Um dos problemas deriva de a IA oferecer mecanismos para se alterar a realidade ou criar mentiras muito convincentes. Isso abre incontáveis possibilidade de golpes, ameaçando indivíduos, empresas e sociedades inteiras, como no caso de eleições. “Se a confiança for perdida, ficará muito difícil continuar inovando em coisas boas na IA”, disse no painel o estoniano Kaarel Kotkas, CEO da empresa de segurança Veriff.

Felizmente a mesma IA oferece recursos para combater essas ameaças. “A gente precisa pensar que seremos cada vez mais uma sociedade baseada em tecnologia”, me disse no evento Cesar Gon, CEO da empresa de tecnologia CI&T. “É importante acompanhar para onde a tecnologia vai e criar limites, mas garantindo que a ciência e a tecnologia continuem evoluindo para resolver os problemas humanos”, explicou, ressaltando que a IA deve sempre estar alinhada com os interesses da sociedade.
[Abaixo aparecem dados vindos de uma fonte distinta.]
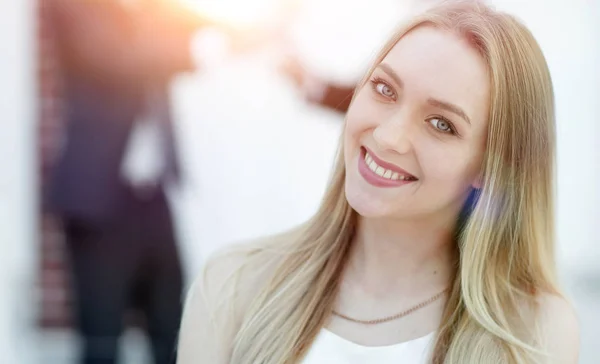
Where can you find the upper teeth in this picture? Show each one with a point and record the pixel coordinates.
(385, 173)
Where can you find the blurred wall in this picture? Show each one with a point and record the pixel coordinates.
(17, 178)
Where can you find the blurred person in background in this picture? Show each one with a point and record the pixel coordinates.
(119, 155)
(434, 242)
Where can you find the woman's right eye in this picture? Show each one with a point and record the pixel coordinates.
(383, 88)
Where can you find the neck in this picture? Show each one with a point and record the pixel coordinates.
(390, 256)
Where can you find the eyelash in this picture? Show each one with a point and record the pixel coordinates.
(379, 81)
(452, 130)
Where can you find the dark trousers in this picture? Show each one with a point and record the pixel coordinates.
(131, 262)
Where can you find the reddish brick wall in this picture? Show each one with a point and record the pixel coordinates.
(53, 284)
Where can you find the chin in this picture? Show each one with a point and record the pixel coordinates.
(365, 205)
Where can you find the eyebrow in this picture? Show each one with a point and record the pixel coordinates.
(449, 107)
(433, 102)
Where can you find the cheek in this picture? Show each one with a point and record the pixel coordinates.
(449, 166)
(361, 117)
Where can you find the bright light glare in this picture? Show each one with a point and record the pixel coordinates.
(236, 12)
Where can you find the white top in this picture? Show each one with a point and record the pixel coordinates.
(330, 348)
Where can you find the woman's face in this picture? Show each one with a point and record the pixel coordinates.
(415, 134)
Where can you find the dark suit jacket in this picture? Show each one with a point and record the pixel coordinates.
(337, 97)
(108, 66)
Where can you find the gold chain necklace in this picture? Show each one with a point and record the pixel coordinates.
(394, 317)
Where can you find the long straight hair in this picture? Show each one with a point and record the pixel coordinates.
(505, 242)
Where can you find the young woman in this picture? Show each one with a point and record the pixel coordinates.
(434, 242)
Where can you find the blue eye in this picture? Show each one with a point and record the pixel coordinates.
(382, 88)
(442, 125)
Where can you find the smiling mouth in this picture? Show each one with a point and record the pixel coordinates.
(385, 170)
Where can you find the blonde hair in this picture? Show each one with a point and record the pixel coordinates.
(505, 242)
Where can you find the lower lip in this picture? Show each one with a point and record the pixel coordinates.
(373, 178)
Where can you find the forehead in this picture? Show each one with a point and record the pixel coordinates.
(436, 63)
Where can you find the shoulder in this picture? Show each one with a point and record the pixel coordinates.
(214, 305)
(230, 276)
(559, 327)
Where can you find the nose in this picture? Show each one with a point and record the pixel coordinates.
(395, 134)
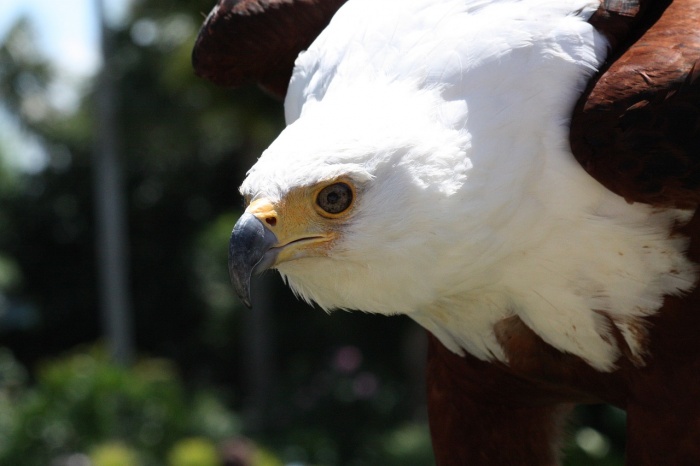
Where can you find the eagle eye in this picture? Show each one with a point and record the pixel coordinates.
(335, 198)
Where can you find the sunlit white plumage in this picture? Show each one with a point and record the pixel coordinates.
(451, 117)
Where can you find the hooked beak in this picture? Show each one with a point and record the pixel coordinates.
(250, 251)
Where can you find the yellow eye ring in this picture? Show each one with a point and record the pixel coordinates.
(335, 199)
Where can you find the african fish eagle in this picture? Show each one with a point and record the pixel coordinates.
(520, 177)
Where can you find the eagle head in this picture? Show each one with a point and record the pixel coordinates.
(351, 207)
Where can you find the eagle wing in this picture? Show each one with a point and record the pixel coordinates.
(636, 129)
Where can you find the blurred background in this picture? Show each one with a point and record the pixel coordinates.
(121, 342)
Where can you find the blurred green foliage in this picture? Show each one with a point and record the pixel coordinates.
(339, 390)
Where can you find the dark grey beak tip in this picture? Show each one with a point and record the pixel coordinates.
(249, 253)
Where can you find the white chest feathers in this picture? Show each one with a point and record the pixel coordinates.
(576, 276)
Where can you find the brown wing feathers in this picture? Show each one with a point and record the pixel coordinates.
(257, 41)
(637, 128)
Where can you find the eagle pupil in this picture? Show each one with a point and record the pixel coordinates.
(335, 198)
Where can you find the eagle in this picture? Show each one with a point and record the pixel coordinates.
(519, 177)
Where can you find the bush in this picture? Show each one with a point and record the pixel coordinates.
(82, 404)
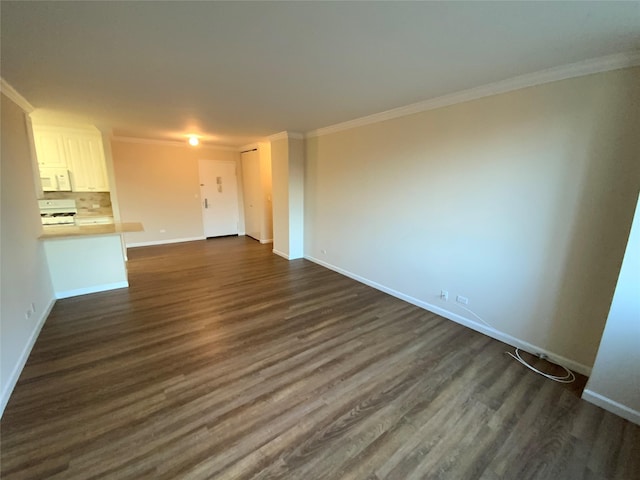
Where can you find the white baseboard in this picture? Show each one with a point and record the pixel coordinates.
(22, 360)
(283, 255)
(491, 332)
(611, 406)
(163, 242)
(92, 289)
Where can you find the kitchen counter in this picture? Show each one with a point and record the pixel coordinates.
(64, 231)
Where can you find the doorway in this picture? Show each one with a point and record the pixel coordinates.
(252, 193)
(219, 197)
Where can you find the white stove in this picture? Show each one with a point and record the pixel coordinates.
(58, 212)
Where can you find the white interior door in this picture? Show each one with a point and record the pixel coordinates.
(252, 193)
(219, 197)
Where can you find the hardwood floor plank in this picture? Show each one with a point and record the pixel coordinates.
(222, 360)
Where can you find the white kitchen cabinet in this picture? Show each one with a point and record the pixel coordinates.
(50, 148)
(78, 150)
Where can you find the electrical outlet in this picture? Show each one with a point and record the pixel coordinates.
(462, 300)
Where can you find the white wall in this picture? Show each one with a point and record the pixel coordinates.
(280, 170)
(266, 232)
(615, 380)
(24, 277)
(520, 202)
(159, 185)
(287, 158)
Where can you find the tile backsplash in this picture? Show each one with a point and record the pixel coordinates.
(86, 201)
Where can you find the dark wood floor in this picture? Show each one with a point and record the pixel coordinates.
(223, 360)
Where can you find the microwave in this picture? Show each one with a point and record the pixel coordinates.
(55, 180)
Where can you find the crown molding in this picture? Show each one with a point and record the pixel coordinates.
(578, 69)
(169, 143)
(13, 95)
(286, 135)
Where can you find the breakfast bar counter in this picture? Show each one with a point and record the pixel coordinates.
(63, 231)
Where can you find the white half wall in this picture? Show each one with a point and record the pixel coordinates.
(86, 264)
(520, 202)
(615, 379)
(27, 294)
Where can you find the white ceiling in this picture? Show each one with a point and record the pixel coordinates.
(237, 72)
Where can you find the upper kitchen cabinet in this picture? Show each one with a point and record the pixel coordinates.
(50, 148)
(78, 150)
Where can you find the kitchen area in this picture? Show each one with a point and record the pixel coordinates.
(83, 243)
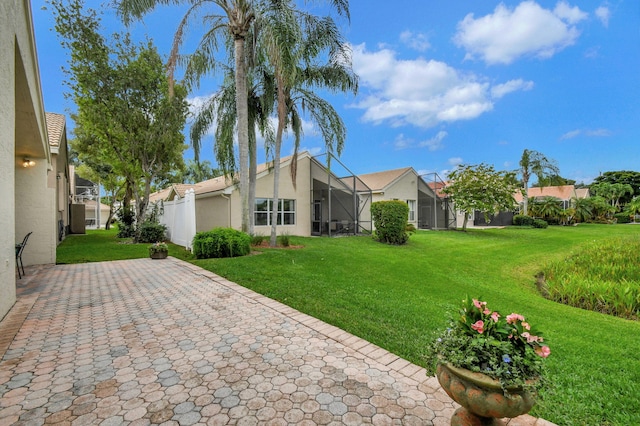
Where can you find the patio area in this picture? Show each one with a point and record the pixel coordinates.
(144, 341)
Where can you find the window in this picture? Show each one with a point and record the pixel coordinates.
(264, 207)
(412, 210)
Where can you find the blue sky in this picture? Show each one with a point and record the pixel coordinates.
(444, 83)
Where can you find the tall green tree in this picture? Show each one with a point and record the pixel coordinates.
(612, 192)
(633, 207)
(125, 116)
(482, 188)
(293, 42)
(622, 176)
(534, 163)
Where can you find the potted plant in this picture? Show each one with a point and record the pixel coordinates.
(158, 250)
(490, 364)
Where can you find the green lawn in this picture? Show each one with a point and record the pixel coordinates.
(396, 297)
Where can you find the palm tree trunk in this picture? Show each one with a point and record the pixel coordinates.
(282, 115)
(243, 130)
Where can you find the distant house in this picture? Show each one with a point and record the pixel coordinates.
(58, 177)
(85, 192)
(32, 182)
(427, 208)
(319, 203)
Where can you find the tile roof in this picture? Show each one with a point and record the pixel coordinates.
(380, 180)
(55, 127)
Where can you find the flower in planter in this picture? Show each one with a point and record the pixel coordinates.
(158, 247)
(505, 348)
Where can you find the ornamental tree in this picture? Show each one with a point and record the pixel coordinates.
(480, 187)
(125, 116)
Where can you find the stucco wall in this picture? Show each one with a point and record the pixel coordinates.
(35, 211)
(211, 212)
(22, 133)
(7, 157)
(301, 193)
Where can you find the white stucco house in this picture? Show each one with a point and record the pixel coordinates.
(34, 177)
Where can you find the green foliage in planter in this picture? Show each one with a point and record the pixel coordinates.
(522, 220)
(539, 223)
(257, 239)
(622, 217)
(151, 232)
(390, 221)
(221, 242)
(284, 240)
(126, 219)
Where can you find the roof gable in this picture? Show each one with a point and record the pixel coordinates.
(55, 128)
(381, 180)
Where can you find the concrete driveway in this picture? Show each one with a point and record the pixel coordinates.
(144, 341)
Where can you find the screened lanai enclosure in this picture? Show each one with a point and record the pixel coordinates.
(434, 209)
(339, 199)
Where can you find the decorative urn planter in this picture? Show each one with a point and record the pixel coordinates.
(482, 399)
(159, 255)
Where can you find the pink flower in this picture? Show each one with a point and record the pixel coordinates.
(511, 319)
(529, 337)
(478, 304)
(543, 351)
(478, 326)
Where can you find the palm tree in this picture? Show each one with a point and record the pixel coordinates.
(220, 109)
(292, 42)
(534, 163)
(235, 21)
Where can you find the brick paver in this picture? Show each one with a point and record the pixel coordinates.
(144, 341)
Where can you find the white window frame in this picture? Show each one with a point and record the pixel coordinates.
(412, 210)
(260, 209)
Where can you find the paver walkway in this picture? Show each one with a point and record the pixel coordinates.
(144, 341)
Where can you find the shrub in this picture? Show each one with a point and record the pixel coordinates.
(257, 240)
(390, 221)
(539, 223)
(151, 232)
(522, 220)
(126, 219)
(622, 217)
(221, 242)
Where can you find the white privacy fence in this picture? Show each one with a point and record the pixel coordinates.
(179, 217)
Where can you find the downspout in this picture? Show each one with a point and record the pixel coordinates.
(228, 204)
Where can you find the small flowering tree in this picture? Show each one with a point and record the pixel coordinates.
(481, 188)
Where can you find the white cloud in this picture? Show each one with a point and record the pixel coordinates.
(528, 30)
(419, 92)
(570, 14)
(455, 161)
(603, 14)
(500, 90)
(591, 133)
(417, 41)
(401, 142)
(435, 143)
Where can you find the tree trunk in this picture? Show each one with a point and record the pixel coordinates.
(243, 130)
(253, 166)
(282, 116)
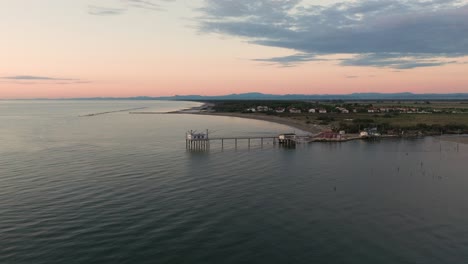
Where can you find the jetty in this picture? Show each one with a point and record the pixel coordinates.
(201, 141)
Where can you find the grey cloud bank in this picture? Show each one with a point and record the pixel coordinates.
(385, 33)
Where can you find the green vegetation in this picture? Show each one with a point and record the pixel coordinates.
(392, 117)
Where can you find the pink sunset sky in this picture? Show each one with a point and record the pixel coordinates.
(123, 48)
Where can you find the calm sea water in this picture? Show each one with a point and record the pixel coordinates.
(121, 188)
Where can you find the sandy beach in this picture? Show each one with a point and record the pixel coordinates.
(298, 124)
(457, 139)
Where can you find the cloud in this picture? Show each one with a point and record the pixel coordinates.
(366, 29)
(125, 5)
(36, 78)
(292, 60)
(29, 79)
(104, 11)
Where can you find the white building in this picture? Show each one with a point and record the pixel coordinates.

Diante de tanto poder computacional, chega a ser irônico que a maioria dos golpes não envolva invasão de sistemas. O elo mais frágil na segurança continua sendo o ser humano, enganado de diferentes maneiras para que repasse informações pessoais (como senhas) ou realize ações prejudiciais, uma técnica chamada de engenharia social. O que muda nisso com a IA é que os procedimentos para confundir as pessoas se tornam mais convincentes, difíceis de se identificar, e agora atingem muita gente, para aumentar a chance de fazerem suas vítimas.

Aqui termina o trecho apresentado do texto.